Six months after ASD closure patient history was obtained, and a clinical examination, electrocardiography, and assessment of the closure device by TEE were performed. For detection of residual shunts Color Doppler imaging and intravenous administration of agitated saline was used during TEE. The presence of a significant residual shunt was diagnosed if >20 microbubbles crossed from the right to the left atrium within the first three cardiac cycles from right-sided contrast opacification while patients were performing a Valsalva maneuver. Follow-up was completed in 107 out of 112 patients (96 %), which were included in subsequent analyses. Complete follow-up was unavailable in 1 patient who received a large closure device (Amplatzer Septal Occluder), and in 4 patients with small closure devices (3 Amplatzer Septal Occluders and 1 Amplatzer PFO Occluder), because they withdrew consent for either undergoing TEE or any follow-up examination.

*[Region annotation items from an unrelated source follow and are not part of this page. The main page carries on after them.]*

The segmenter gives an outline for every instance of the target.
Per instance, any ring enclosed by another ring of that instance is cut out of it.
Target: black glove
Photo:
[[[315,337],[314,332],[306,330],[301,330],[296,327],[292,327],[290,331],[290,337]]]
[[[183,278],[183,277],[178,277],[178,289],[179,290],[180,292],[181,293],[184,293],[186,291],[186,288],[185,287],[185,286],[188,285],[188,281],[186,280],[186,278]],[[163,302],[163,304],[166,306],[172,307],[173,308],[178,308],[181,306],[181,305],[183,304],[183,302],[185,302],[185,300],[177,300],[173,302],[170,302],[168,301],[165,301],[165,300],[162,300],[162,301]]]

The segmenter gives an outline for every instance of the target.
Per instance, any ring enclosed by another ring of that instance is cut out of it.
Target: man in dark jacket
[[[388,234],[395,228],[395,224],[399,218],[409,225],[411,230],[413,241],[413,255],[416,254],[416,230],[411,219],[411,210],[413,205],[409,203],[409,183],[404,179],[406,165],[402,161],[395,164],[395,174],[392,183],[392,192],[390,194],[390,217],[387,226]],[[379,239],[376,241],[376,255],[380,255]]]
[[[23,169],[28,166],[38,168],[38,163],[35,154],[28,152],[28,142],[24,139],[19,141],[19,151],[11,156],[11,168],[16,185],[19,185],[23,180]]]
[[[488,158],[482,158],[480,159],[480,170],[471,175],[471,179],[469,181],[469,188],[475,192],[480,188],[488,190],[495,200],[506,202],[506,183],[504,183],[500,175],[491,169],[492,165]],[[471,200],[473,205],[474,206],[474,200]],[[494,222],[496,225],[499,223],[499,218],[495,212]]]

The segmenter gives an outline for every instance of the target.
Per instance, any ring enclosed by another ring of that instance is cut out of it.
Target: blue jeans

Efficacy and safety outcomes

The primary efficacy outcome was defined as successful transcatheter ASD closure achieved by a single intervention, confirmed by lack of a significant shunt detectable by TEE at 6-month follow-up. Secondary efficacy outcomes included need of a repeat transcatheter ASD closure intervention, referral for surgical ASD closure due to failure of transcatheter closure, and presence of any residual shunt detected by TEE. In addition, functional status according to the NYHA classification was assessed at baseline and 6 months after the closure procedure. The primary safety outcome at 6-month follow-up was a composite of device embolization, new-onset atrial arrhythmia, and major bleeding defined as Type 2 or greater according to the BARC definition (Mehran et al. 2011). Secondary safety outcomes included the individual components of the primary safety outcome, as well as all-cause mortality.

Statistical analyses

The distribution of continuous variables was assessed by D’Agostino and Pearson omnibus normality test. Data with significant deviation from normal distribution were analyzed by the nonparametric Mann–Whitney test and are expressed as median and inter-quartile range. Normally distributed data were analyzed by the unpaired Student’s t test and are given as mean ± standard deviation. Categorical data were analyzed by Fisher’s exact test or Chi square test, as appropriate. Kaplan–Meier estimates of event rates were compared between intervention groups with the use of the log-rank test. All analyses were performed using Prism version 5.0 for Macintosh (GraphPad Software, San Diego, CA, USA). p values <0.05 were considered significant.